Pero ya no, ya no queremos, hoy sabemos que podemos crear en conjunto mundos donde crecer parejo, todos, todo el mundo, incluyendo el misterioso mundo en que vivimos y que pocos perciben como un ser vivo, pero todos aprenderemos.
La Globalización Empresarial –¿o la llamaremos por su nombre?: el Imperialismo– necesita de una prensa que simule ser libre. Necesita de aparatos que simulen administrar la justicia. Así que esto –todo esto– es el "Imperio". Esta leal confederación, esta obscena acumulación de poder, esta distancia creciente entre aquellos que toman las decisiones y aquellos que las tienen que padecer. Nuestra lucha, nuestra meta, nuestra visión de Otro Mundo, debe ser eliminar esa distancia.
Así que, ¿cómo resistimos al "Imperio"?
Podemos reinventar la desobediencia civil en un millón de maneras distintas. En otras palabras, podemos ingeniar un millón de maneras de convertirnos en un joder colectivo. La revolución empresarial colapsará si nos rehusamos a comprar lo que venden –sus ideas, su versión de la historia, sus guerras, sus armas, su noción de la inevitabilidad, lo que dicen es nuestro destino: la extensión de las ideas de "comprar" y "vender" a todos los ámbitos de la vida, lo cual constituye un verdadero culto al "libre mercado", es decir, al capitalismo.

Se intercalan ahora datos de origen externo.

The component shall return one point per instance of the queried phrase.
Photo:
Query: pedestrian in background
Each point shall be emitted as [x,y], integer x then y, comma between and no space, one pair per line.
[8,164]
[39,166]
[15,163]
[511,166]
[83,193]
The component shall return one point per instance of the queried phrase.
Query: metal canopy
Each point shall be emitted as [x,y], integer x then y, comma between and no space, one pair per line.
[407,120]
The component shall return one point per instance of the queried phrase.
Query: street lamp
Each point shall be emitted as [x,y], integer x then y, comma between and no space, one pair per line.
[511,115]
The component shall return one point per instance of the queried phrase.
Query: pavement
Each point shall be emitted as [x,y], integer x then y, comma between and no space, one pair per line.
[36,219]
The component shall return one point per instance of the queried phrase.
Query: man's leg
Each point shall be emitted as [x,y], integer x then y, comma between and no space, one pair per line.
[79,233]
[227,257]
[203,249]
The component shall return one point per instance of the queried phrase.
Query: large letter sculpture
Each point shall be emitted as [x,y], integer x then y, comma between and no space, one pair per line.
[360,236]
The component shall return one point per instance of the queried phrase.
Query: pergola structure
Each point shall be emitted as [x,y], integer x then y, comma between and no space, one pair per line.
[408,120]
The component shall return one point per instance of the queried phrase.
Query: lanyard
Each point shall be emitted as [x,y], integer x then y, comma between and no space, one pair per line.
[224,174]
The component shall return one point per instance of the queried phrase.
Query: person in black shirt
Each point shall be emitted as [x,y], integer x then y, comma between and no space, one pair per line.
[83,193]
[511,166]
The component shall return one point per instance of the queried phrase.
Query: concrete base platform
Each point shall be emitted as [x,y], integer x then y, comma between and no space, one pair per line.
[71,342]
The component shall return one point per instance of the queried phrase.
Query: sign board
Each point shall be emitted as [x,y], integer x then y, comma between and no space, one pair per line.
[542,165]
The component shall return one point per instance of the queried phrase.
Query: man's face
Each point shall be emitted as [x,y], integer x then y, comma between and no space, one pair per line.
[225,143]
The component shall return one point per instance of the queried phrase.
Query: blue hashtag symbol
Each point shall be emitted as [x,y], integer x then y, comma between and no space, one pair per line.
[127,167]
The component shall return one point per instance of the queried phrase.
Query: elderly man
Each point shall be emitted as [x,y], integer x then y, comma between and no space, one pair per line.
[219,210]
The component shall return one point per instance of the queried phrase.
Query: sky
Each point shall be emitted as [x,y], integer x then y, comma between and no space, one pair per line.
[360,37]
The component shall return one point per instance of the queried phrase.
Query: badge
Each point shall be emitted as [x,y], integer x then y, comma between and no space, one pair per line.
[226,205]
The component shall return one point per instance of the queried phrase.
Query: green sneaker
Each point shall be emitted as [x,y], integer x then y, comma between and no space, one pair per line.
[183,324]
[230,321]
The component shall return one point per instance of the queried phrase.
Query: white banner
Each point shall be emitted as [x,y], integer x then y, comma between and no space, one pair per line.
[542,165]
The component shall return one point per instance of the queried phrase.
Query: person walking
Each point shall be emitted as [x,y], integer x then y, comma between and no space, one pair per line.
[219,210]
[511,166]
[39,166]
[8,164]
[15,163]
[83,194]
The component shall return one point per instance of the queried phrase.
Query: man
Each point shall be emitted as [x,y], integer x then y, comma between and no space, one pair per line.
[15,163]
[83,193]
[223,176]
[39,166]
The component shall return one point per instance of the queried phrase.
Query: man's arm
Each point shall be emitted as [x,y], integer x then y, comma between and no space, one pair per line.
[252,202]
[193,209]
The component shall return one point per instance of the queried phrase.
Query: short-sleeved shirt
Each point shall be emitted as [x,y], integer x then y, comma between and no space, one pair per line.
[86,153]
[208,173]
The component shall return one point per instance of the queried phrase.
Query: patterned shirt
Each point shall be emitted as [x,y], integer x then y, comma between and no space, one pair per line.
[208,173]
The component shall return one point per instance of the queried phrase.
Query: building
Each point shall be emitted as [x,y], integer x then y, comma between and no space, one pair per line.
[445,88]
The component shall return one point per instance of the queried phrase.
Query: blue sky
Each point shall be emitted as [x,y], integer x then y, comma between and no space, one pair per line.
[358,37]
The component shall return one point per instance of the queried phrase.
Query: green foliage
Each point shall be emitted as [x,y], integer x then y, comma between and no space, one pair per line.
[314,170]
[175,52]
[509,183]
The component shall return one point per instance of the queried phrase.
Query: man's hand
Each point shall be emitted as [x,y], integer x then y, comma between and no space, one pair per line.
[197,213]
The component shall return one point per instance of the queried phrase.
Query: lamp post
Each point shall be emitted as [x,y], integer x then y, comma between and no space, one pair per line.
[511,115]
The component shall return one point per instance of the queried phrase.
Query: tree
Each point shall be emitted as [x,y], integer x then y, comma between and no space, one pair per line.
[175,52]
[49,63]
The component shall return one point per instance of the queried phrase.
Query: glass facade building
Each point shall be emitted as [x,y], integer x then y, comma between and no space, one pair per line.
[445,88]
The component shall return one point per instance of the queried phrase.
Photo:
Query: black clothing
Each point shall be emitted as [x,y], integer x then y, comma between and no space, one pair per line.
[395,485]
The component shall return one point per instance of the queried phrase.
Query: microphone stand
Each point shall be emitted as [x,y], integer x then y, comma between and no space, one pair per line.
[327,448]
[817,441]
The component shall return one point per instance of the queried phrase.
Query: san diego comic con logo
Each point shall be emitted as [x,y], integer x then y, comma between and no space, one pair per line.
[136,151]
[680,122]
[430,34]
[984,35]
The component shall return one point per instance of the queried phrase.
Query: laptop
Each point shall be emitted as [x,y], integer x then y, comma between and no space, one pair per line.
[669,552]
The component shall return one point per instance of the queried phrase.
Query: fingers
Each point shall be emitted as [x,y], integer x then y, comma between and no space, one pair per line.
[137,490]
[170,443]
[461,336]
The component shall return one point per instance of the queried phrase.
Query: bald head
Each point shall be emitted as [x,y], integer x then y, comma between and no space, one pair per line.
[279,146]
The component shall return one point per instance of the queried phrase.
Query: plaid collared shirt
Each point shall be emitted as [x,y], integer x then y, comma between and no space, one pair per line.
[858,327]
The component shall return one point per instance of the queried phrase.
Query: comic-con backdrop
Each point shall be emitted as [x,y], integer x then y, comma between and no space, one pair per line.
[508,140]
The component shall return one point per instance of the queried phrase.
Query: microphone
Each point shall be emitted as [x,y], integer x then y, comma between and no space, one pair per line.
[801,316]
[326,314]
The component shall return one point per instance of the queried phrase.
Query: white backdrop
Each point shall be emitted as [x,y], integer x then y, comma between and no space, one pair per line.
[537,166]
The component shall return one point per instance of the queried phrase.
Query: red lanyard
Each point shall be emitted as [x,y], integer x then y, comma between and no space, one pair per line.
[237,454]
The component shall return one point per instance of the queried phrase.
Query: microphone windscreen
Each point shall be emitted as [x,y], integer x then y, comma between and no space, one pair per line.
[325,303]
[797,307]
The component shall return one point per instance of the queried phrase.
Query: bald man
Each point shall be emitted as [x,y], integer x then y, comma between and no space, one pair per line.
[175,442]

La cosmología de las marcas es un universo mítico que requiere una perpetua expansión en la vida real, y con ese fin las corporaciones se abalanzan hoy sobre los que antes eran servicios públicos; sobre lo que en un momento fue de todos, como el agua y los bosques, e incluso sobre los códigos genéticos que pertenecen a la naturaleza o quizás a un Dios sin instituciones, ya que han comenzado a patentar especies artificiales, creadas mediante la manipulación de los genes. Una transferencia masiva de riquezas y conocimientos públicos a manos privadas, que a su vez implica el desplazamiento del poder y la toma de decisiones a puntos cada vez más alejados de los lugares en que se sienten los efectos de las decisiones tomadas.
El poder real se ha trasladado del ámbito local al estatal, del estatal al nacional y del nacional al internacional, hasta que, finalmente, la democracia representativa significa votar cada tantos años por políticos que usan ese mandato para transferir los poderes nacionales a la OMC, el FMI, el Banco Mundial y las empresas trasnacionales.
Como contrapartida, hay que abrir ventanas que permitan respirar profundo y saborear la libertad. Existe un consenso emergente acerca de que descentralizar el poder y construir alternativas comunitarias para la toma de decisiones es esencial para contrarrestar el dominio de las corporaciones multinacionales, a lo que habría que agregar un replanteamiento del poder (que lo diferencie de dominio), no se trata pues de un cambio de lugares sino una extensión del poder en su esencia.